Previous analyses of the United States transplant database regarding long-term outcomes in kidney transplantation have shown minimal improvement in the rate of long-term graft loss. This study sought to analyze intermediate-term outcomes and graft function at 6 months in kidney transplantation in adult living and deceased donor recipients in the last decade.

Methods

Survival analysis was performed based on the year of transplant between 6 months and 3 years’ posttransplant.
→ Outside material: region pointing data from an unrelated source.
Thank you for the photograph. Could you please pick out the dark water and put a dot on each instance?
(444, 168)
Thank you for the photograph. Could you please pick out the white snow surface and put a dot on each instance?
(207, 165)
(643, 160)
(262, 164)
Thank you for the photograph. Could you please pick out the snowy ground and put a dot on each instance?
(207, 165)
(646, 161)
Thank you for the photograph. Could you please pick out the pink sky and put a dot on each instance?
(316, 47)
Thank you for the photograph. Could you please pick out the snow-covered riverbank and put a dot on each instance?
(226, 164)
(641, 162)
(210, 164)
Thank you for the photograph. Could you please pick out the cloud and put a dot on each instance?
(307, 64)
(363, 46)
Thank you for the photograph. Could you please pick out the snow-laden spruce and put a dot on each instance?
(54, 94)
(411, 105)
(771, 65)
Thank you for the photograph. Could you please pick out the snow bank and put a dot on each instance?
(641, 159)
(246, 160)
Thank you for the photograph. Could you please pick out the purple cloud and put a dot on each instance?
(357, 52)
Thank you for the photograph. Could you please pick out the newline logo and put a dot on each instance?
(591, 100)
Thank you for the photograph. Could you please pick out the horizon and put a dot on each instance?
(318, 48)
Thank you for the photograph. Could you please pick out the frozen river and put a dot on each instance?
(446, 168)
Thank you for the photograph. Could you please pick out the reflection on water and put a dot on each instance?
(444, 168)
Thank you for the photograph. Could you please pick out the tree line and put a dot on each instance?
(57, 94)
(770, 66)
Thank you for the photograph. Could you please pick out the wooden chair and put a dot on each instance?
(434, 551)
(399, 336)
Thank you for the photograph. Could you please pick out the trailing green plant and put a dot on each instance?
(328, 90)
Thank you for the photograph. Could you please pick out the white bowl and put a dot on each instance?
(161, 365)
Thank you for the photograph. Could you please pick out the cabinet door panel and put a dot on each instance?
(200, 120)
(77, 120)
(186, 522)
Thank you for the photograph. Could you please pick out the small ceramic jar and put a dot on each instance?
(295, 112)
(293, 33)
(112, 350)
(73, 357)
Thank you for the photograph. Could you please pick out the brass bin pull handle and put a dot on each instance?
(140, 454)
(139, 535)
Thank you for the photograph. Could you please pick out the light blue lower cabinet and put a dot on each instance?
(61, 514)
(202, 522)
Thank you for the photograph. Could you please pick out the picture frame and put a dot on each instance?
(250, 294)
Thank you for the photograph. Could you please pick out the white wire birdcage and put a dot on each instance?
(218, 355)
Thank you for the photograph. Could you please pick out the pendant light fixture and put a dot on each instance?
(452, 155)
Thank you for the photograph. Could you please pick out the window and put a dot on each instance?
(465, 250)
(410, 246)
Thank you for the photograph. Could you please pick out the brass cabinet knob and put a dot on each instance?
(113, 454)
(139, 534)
The Chronic Kidney Disease Epidemiology Collaboration estimated glomerular filtration rate (eGFR) was determined at 6 months.

Results

The unadjusted graft survival between 6 months and 3 years improved significantly in the latter half of the decade in both deceased and living donor kidney recipients. Cox analysis showed a 33% reduction in the rate of graft loss and that the improvement in graft survival was due to similar improvements in both death-censored graft and death with graft function survival. A 10% improvement in median eGFR occurred despite worsening donor demographics over time in both donor types. This improvement in eGFR and graft survival occurred in association with a consolidation of chronic discharge immunosuppression from a variety of combinations to over 85% of recipients receiving tacrolimus and mycophenolate derivative immunosuppression.

Conclusions

In the latter half of last decade graft survival improved in adult kidney transplant recipients. The improvement in graft survival occurred in temporal association with an improvement in median eGFR at 6 months and consolidation of discharge immunosuppression in most patients to tacrolimus and mycophenolate derivatives.